If I don’t buy something because I don’t like that companie’s policies, the money doesn’t go into a vaccuum. I buy an equivalent product from a company I do like. If enough people don’t like certain policies, that companies revenues will fall and the revenues of other companies will increase. Jobs will be lost at one company and gained at another. The boycotted company may decide that it’s policies do need to change and sales will rebound.
It comes down to consumer choice, if you don’t believe in a cause or boycott (such as the ones the OP listed), don’t participate. I’m confused, what do you see as a “positive way” to change the world? Legislation?
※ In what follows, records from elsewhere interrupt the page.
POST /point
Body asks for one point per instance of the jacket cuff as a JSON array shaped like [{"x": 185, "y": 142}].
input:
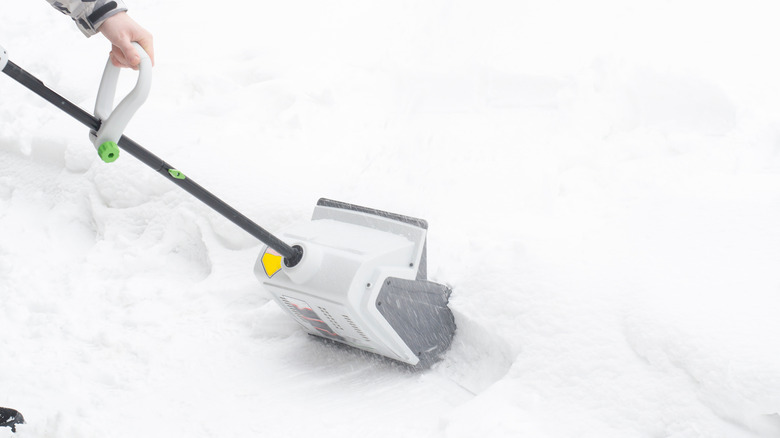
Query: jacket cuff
[{"x": 89, "y": 24}]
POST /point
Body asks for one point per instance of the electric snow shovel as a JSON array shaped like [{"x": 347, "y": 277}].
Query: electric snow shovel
[
  {"x": 10, "y": 417},
  {"x": 352, "y": 274}
]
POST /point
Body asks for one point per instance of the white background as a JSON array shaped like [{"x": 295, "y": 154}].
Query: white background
[{"x": 601, "y": 179}]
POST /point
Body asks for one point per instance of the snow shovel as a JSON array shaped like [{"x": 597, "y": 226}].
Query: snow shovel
[
  {"x": 10, "y": 418},
  {"x": 352, "y": 275}
]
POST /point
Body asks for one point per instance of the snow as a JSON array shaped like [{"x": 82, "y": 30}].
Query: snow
[{"x": 601, "y": 180}]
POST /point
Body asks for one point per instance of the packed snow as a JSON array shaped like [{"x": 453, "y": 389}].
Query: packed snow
[{"x": 601, "y": 180}]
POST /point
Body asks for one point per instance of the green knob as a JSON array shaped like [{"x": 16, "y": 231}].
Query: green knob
[{"x": 108, "y": 151}]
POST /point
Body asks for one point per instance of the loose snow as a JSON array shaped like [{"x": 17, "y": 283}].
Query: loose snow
[{"x": 601, "y": 179}]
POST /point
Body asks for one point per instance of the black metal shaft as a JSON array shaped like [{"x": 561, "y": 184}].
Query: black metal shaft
[{"x": 292, "y": 255}]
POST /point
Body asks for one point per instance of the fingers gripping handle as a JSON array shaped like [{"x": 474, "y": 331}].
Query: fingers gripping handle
[{"x": 113, "y": 123}]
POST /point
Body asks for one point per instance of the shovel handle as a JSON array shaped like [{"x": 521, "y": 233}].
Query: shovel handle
[
  {"x": 3, "y": 58},
  {"x": 113, "y": 123}
]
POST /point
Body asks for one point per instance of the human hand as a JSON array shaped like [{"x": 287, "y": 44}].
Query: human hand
[{"x": 121, "y": 31}]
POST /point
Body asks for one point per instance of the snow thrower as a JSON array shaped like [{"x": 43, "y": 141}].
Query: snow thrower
[{"x": 352, "y": 275}]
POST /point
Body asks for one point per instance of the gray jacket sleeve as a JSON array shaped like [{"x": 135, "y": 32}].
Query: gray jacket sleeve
[{"x": 89, "y": 14}]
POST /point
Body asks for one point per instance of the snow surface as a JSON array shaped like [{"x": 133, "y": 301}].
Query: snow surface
[{"x": 601, "y": 179}]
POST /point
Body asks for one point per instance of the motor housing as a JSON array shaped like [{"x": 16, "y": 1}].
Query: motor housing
[{"x": 362, "y": 281}]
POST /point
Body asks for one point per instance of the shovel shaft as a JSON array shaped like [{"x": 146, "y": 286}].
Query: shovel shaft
[{"x": 292, "y": 255}]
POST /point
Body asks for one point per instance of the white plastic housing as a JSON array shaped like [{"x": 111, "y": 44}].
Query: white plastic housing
[{"x": 347, "y": 256}]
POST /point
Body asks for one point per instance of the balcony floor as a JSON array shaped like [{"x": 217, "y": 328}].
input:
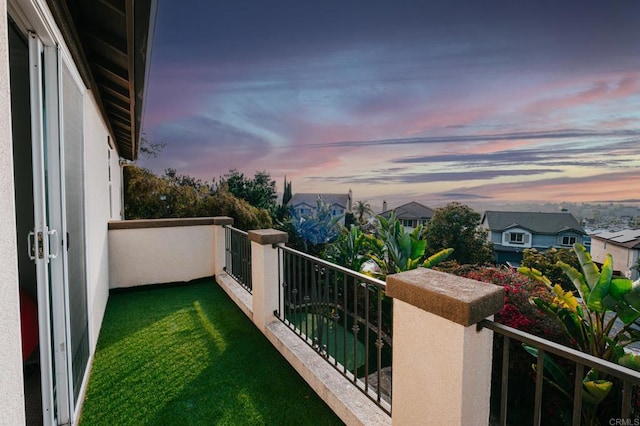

(I didn’t mean to derail this thread, but it’s been an interesting discussion and I honestly don’t get where you’re coming from.)
No. You said that corporations aren’t people; but, corporations are comprised of people. The legal entity isn’t a person, but the corporation is still made up of people and when you hurt the corporation, you hurt the people. Because of that your objection fails.
You may pick an egregious abuse which to trade off people for people; but, that objection fails because engaging in some sort of human rights abuse could be just as valid a reason not to hire a person. You can’t create an arbitrary distinction between two cases to claim that they are dissimilar.
I’ve heard of people boycotting companies because those companies donate to pro-life causes. But it would be immoral to refuse to hire a person for donating to pro-life cause causes. If it is immoral in the one case, then it is immoral in the other because these are similar cases—refusing to engage in business because one doesn’t like the other’s politics. Hence boycotting the company is immoral.